Tuberculosis, a highly infectious disease is even more tragic because it is curable. In an effort to bring more awareness to the symptoms of tuberculosis or TB, organizations around the world have chosen March 23 as Tuberculosis Awareness Day. The CDC or Centers for Disease Control says that TB is transferred through via air when someone sneezes or coughs but it is preventable. This disease has been plaguing humanity for hundreds, maybe even thousands of years but it doesn’t have to continue. Learn more about this illness and how you can prevent it.
- Only 1/3 of the world’s population carries the TB bacteria, according to the WHO or World Health Organization. In 2012, 8.6 million people became ill with this disease.
- People with a weakened immune system are more likely to die from TB. This is one reason why people with HIV die, their immune systems make it harder to fight this disease.
- TB used to be called the “white plague” or the “wasting illness.” It can be fatal if left untreated.
- The tuberculosis death rate has dropped 45 percent since 1990. This is partly because disease centers have put their focus on raising awareness.
- Every country has reported cases of TB but in 2012, 60 percent of new cases were in Asia.
- Some strains of TB are drug resistant and require expensive treatments.
- Since 1995, 22 million people were saved by programs like DOTS and Stop TB Strategy.
- Tuberculosis is caused by bacteria that most frequently affects the lungs but it can affect other organs too.
- TB symptoms can seem mild even for months but a delay in treatment can lead to death and further infections.
Some myths you may have heard about TB:
- You can get tuberculosis by shaking someone’s hand.
- You shouldn’t share food or drink with someone who has TB.

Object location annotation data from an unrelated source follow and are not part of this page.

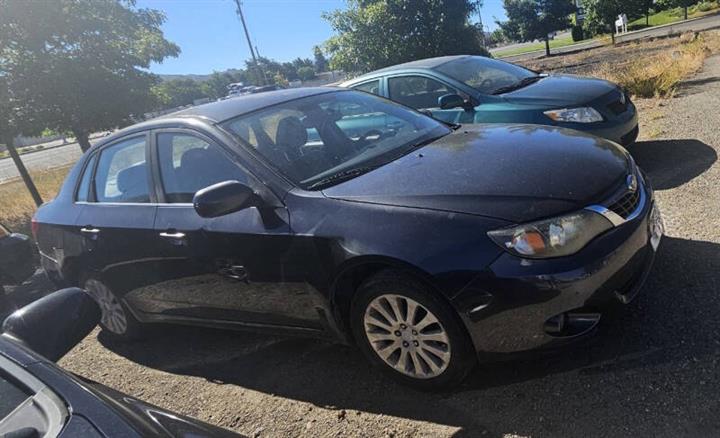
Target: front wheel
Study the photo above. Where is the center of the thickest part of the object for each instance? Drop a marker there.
(116, 318)
(411, 333)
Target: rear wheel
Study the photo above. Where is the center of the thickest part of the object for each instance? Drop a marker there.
(116, 318)
(411, 333)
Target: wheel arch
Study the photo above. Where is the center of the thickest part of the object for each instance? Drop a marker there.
(354, 272)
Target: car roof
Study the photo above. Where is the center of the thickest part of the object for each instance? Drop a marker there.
(427, 63)
(247, 103)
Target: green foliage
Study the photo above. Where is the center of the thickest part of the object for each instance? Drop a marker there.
(178, 92)
(372, 34)
(79, 65)
(577, 33)
(530, 20)
(306, 73)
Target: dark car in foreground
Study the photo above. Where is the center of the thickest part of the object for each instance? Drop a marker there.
(39, 399)
(336, 213)
(474, 89)
(17, 260)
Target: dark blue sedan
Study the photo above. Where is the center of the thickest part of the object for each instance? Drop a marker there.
(474, 89)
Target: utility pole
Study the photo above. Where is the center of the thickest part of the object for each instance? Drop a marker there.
(247, 36)
(23, 171)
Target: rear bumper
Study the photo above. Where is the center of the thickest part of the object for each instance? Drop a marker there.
(17, 258)
(507, 309)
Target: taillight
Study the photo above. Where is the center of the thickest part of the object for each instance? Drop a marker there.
(35, 226)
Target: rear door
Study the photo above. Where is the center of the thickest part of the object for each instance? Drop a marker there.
(235, 268)
(117, 219)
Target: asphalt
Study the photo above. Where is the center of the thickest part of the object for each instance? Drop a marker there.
(651, 370)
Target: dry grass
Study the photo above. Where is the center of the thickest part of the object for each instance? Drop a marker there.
(659, 75)
(16, 204)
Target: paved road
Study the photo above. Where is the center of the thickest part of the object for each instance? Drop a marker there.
(695, 24)
(42, 160)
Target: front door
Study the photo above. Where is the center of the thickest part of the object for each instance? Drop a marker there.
(118, 215)
(235, 268)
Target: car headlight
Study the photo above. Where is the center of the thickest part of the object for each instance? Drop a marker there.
(555, 237)
(576, 115)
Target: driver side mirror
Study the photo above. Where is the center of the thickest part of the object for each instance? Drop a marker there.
(450, 101)
(223, 198)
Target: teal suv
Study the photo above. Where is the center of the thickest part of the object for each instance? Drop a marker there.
(474, 89)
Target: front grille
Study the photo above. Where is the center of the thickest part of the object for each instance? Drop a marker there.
(627, 203)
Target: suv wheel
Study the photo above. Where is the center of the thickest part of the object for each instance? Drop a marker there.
(116, 318)
(411, 333)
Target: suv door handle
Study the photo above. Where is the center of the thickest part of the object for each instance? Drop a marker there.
(175, 236)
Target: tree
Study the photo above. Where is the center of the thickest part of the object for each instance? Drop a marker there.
(320, 61)
(685, 4)
(306, 73)
(530, 20)
(371, 34)
(84, 61)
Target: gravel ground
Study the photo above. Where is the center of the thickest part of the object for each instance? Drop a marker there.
(652, 370)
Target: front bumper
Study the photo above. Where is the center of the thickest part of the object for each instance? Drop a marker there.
(17, 258)
(507, 309)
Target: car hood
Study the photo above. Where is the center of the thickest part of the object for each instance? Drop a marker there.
(516, 173)
(561, 91)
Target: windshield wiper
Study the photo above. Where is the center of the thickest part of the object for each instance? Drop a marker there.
(522, 83)
(340, 177)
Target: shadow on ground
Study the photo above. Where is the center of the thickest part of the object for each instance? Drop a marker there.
(652, 369)
(672, 163)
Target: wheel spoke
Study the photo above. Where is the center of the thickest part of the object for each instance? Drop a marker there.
(391, 332)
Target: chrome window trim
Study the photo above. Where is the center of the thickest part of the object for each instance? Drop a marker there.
(615, 218)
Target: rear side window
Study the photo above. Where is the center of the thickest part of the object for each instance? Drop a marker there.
(189, 163)
(83, 193)
(418, 92)
(369, 87)
(122, 173)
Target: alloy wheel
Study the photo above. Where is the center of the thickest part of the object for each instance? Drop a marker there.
(407, 336)
(113, 315)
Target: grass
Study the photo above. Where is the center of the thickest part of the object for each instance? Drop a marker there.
(677, 14)
(17, 204)
(554, 44)
(660, 74)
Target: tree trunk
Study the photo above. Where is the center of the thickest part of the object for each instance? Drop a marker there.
(83, 139)
(23, 171)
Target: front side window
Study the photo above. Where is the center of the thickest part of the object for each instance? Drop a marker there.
(369, 87)
(418, 92)
(484, 74)
(122, 174)
(324, 137)
(189, 164)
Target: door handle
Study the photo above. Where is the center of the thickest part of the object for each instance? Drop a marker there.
(175, 236)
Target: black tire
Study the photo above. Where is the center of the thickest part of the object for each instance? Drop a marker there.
(122, 326)
(461, 353)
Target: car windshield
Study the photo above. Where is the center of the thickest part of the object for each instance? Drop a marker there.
(320, 140)
(486, 75)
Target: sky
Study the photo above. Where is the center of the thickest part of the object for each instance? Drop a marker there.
(211, 38)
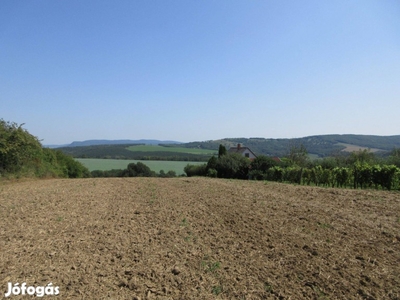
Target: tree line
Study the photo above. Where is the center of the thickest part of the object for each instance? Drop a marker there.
(138, 169)
(360, 169)
(22, 155)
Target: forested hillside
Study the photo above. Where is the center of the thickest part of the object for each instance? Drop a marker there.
(22, 155)
(319, 145)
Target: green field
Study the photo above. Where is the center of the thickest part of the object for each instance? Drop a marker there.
(156, 148)
(154, 165)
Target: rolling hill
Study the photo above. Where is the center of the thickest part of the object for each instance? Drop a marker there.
(317, 146)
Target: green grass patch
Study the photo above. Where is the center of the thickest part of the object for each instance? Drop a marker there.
(154, 165)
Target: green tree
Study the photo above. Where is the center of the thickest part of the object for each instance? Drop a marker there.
(139, 170)
(233, 165)
(221, 151)
(298, 155)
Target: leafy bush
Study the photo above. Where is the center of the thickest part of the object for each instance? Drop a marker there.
(22, 155)
(195, 170)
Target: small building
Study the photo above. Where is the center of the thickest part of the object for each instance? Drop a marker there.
(244, 151)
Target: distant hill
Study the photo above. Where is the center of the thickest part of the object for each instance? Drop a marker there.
(318, 145)
(113, 142)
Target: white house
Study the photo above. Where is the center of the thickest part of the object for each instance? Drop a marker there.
(244, 151)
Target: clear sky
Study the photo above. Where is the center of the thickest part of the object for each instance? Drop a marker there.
(191, 70)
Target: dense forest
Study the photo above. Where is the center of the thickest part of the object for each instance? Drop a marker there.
(121, 152)
(317, 146)
(22, 155)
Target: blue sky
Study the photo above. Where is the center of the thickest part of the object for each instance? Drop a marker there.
(199, 70)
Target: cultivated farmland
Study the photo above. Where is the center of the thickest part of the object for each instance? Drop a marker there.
(199, 238)
(154, 165)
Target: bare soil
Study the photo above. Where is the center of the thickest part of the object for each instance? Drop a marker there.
(199, 238)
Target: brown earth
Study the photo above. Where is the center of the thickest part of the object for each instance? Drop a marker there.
(199, 238)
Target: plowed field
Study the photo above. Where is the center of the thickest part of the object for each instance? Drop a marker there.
(199, 238)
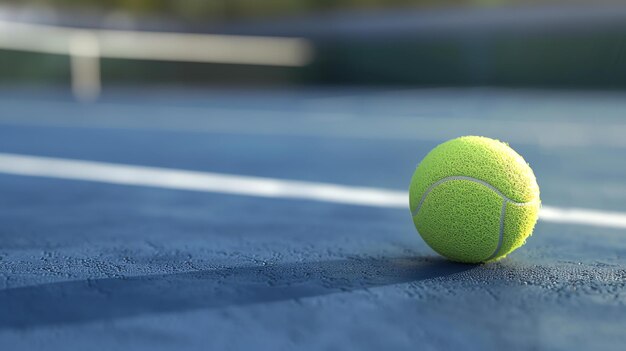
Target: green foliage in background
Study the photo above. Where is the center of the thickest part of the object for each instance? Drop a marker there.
(236, 9)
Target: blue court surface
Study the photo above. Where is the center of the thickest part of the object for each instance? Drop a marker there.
(92, 262)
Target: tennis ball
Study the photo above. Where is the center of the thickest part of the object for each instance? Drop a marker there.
(474, 199)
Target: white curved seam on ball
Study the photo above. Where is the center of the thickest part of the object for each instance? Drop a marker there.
(505, 200)
(501, 235)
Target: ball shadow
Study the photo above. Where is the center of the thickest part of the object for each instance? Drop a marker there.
(112, 298)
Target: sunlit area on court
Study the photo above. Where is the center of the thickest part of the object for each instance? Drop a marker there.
(312, 175)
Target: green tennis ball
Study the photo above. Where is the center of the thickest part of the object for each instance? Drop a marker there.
(474, 199)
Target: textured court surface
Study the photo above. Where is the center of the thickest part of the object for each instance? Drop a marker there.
(99, 266)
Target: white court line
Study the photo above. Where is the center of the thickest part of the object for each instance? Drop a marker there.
(254, 186)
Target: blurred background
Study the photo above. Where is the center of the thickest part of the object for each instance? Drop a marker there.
(109, 108)
(88, 45)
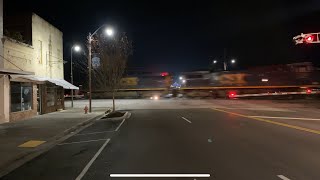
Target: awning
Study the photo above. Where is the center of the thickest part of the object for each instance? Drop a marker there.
(59, 82)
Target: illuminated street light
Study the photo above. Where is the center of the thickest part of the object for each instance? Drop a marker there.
(109, 31)
(77, 49)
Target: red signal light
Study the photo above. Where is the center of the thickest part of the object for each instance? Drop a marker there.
(309, 38)
(164, 74)
(309, 91)
(232, 94)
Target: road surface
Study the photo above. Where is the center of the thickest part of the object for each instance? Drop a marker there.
(225, 143)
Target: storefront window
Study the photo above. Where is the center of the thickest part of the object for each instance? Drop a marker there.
(51, 93)
(21, 96)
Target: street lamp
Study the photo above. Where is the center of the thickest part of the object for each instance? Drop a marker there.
(109, 32)
(77, 49)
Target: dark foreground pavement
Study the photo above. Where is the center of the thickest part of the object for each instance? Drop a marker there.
(192, 141)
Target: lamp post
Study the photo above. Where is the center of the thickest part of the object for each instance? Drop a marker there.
(109, 32)
(77, 49)
(225, 63)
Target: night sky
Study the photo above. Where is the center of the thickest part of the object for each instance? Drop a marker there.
(183, 35)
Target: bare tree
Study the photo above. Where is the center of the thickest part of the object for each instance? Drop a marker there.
(113, 54)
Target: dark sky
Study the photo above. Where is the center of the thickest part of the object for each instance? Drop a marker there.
(182, 35)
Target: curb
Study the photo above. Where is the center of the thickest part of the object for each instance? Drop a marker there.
(125, 116)
(28, 156)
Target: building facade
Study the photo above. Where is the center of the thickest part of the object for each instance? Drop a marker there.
(31, 68)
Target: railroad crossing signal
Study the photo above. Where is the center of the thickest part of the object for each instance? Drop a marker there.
(307, 38)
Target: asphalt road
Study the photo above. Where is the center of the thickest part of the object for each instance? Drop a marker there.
(181, 141)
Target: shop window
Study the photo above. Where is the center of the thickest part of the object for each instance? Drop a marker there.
(51, 94)
(21, 96)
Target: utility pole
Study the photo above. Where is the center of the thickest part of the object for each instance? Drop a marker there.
(224, 59)
(71, 76)
(90, 67)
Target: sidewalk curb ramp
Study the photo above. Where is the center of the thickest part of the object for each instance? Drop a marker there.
(28, 156)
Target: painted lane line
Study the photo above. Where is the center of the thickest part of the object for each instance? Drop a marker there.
(186, 119)
(82, 142)
(272, 122)
(271, 117)
(120, 125)
(99, 132)
(86, 168)
(283, 177)
(159, 175)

- You should not share a toilet or use bed linens with someone who has tuberculosis.
Testing for TB is routine and painless. Most doctors use either the skin or blood tests. The skin test requires a return trip to the physician to examine the testing area but this procedure is quick and also painless.
If you have never been tested for tuberculosis or suspect you may this disease, the CDC and WHO encourage you to go now. Doing so can save many lives, including your own.